The NWA AMFA employees have a legal right to withdraw services (strike) based upon the process of the Railway Labor Act.

PolarTwins55 said:
thank you. howcome the Mesaba mechanics can't strike?
Because they do not have such a provision in their collective bargaining agreement (contract), and they have not been released from it by the National Mediation Board (NMB).

NWA AMFA mechanics, on the other hand, were released at 12:01 Eastern Time today.

Google Railway Labor Act - - there's some stuff you oughtta learn!

PolarTwins55 said:
thank you. howcome the Mesaba mechanics can't strike?

TonyC has you going in the right direction. There are special rules for airline workers and their contracts. The Railway Labor Act (RLA) provides that Labor contracts never "expire" at a given time...they become "amendable". Only the National Mediation Board (3-person Board appointed by the the President) may declare an impasse, and set a firm deadline for the options available to the company and the union:

  • The company may impose a contract on the workers covered by that contract
  • The workers may engage in "self-help" (slow down's, sick outs, strike, etc)
During the period the contract is amendable, neither side may violate the status quo. (Management can't impose any changes, and the union may not change their work habits)

If the union believes their management is violating the contract, they must comply with the RLA and grieve it. Under some very specific circumstances, they made request a judge to injoin the company from doing something drastic (The legal standard is "irrepairable harm").

If the company believes the union is doing something that violates the status quo, like say, a sympathy strike or slow down in support of their union cousins at an affilated airline...they go to a judge and do the same thing.

If you violate the judges order, as the American Airlines pilots did in the late 90's with a sick out, the judge can hold the union in comtempt. In the case of the American pilots, he didn't force them to go to work...he simply fined them $42-million. He could have jailed the leaders of the APA.

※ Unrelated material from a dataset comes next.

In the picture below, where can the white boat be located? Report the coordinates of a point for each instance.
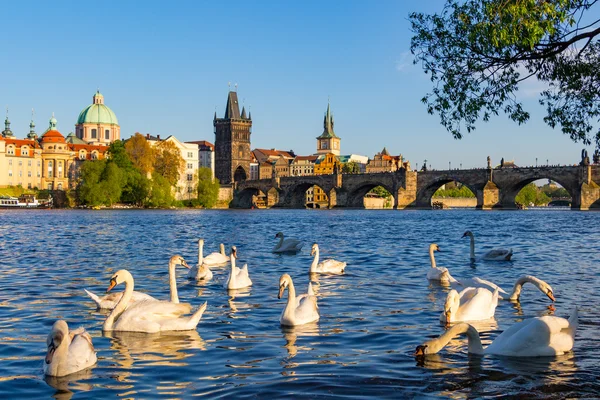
(24, 201)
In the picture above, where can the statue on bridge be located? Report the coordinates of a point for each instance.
(585, 160)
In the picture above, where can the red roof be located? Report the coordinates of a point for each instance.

Mesaba mechanics cannot alter their work habits. If their management can show that they have (sick leave statistics, spike in mx delays, etc) the judge can spank them.

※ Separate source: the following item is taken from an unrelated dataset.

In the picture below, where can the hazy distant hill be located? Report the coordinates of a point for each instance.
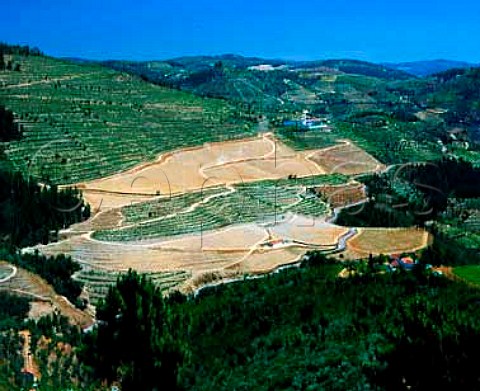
(428, 68)
(271, 85)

The law firms that advise airline managements on this sort of thing know which judges they should work with, just as Carty found good ol' Judge Kendall in Texas to help him slap-down the APA pilots. Mesaba management seems to have found a sympathetic judge too.

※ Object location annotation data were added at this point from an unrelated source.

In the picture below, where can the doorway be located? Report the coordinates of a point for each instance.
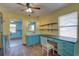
(15, 33)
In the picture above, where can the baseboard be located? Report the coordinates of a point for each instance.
(16, 38)
(24, 44)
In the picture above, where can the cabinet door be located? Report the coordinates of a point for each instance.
(44, 41)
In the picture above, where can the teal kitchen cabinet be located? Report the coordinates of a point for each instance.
(32, 40)
(66, 48)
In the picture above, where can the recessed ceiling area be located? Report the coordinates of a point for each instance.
(45, 8)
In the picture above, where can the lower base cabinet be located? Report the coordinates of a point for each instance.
(66, 48)
(32, 40)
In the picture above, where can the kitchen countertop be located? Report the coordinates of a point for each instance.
(61, 38)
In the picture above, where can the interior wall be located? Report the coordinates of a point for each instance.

Of the 7 unions at NWA, only the pilots (ALPA) do NOT have specific language barring them from sympathy striking in support of AMFA mechanics. The NWA pilots threatened a boycott of Altlantic flying in 1996 in support of KLM pilots, during their negotiations. NWA management tried to have the action stopped, but couldn't show a judge any contractual language to use for a court order.

NWA pilots have made it clear why they are not supporting AMFA mechaincs:
  • NWA mechanics crossed the pilot's picket lines during the strike in 1998.
  • AMFA has refused to participate in efforts to cut costs. Not a sin in UnionLand, but when your contention is that the pilots (and other unions) must make BIGGER sacrifices so that you don't have to take cuts...you don't foster a lot of support from the other unions.
  • AMFA has refused to support ALPA in other efforts at NWA.
  • AMFA canniblaized the mechanics and groomers from the IAM, an AFL-CIO affiliate. ALPA is a member of the AFL-CIO. AMFA is not.
It's disappointing to see it come to a strike. AMFA cannot win this one. They have managed to anger all the other employee groups at NWA at a time when building unity and cooperation against management actions ought to be very easy. That speaks for itself.